Klimt's favorite model and lasting partner was Flöge, whose sister Helene married Klimt's brother Ernst in 1891. Flöge, a successful fashion designer, shared Klimt's passion for costume and embellishment, producing and modeling the artist's outfits in several pictures and paintings.
The Kiss, one of Klimt's most well-known works, is claimed to show Flöge and Klimt as lovers. However, many people believe that the relationship did not end. Instead, the over 400 pieces of communication between Klimt and Flöge that have survived prove to be an emotionally and intellectually close friendship. "Get Emilie," Klimt is said to have said before he died. He left half of his estate to Flöge and the other half to his family when he died.
- Klimt was captivated by human sexuality, dreams, and the unconscious, just like his cultural contemporary Sigmund Freud.

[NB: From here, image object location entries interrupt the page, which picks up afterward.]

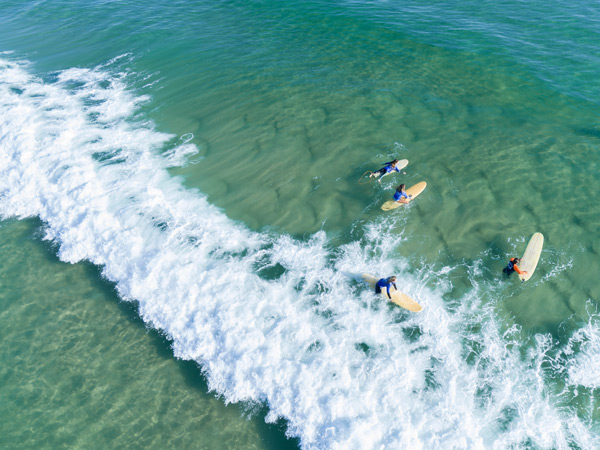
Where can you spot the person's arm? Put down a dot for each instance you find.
(519, 270)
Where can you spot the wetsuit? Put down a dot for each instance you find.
(511, 267)
(386, 284)
(399, 194)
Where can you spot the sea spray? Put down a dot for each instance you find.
(270, 319)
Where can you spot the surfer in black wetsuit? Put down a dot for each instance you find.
(512, 267)
(386, 283)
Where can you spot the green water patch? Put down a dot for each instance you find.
(81, 370)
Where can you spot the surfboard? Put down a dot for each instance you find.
(398, 297)
(413, 190)
(531, 256)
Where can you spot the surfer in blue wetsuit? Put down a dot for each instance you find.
(388, 167)
(385, 283)
(400, 195)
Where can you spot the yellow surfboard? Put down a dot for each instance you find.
(413, 190)
(531, 256)
(398, 297)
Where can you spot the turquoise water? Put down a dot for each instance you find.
(205, 159)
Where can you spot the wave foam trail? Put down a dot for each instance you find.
(343, 369)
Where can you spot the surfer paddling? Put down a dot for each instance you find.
(512, 266)
(385, 283)
(400, 195)
(388, 167)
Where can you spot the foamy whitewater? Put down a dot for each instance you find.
(270, 319)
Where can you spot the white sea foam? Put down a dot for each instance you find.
(343, 369)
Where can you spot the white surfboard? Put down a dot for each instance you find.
(531, 256)
(398, 297)
(413, 190)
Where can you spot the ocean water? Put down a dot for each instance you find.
(183, 232)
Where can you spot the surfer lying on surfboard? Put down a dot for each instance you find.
(400, 195)
(385, 283)
(388, 167)
(512, 266)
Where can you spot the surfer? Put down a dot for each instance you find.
(387, 168)
(512, 266)
(400, 195)
(385, 283)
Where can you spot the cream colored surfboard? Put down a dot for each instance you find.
(413, 190)
(398, 297)
(531, 256)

The developing field of psychoanalysis provided a major challenge to conventional beliefs on sex and the human psyche against the backdrop of conservative fin de siècle Viennese society. Klimt's artwork, like Freud's writings, places sexuality at the center of emotional life and expresses unconscious desires through dreamlike totems and symbols."All art is erotic," he famously said, a statement that Dr. Freud would definitely agree with.
- He was raised in poverty despite becoming one of the most commercially successful artists of his time.
Klimt was the second of seven children born to Ernst Klimt the Elder, a gold engraver, and Anna Klimt (née Finster), a failed musician, in a small neighborhood of Vienna. In the Habsburg Empire, work was limited, so the family moved frequently, staying in five different residences between 1862 and 1884.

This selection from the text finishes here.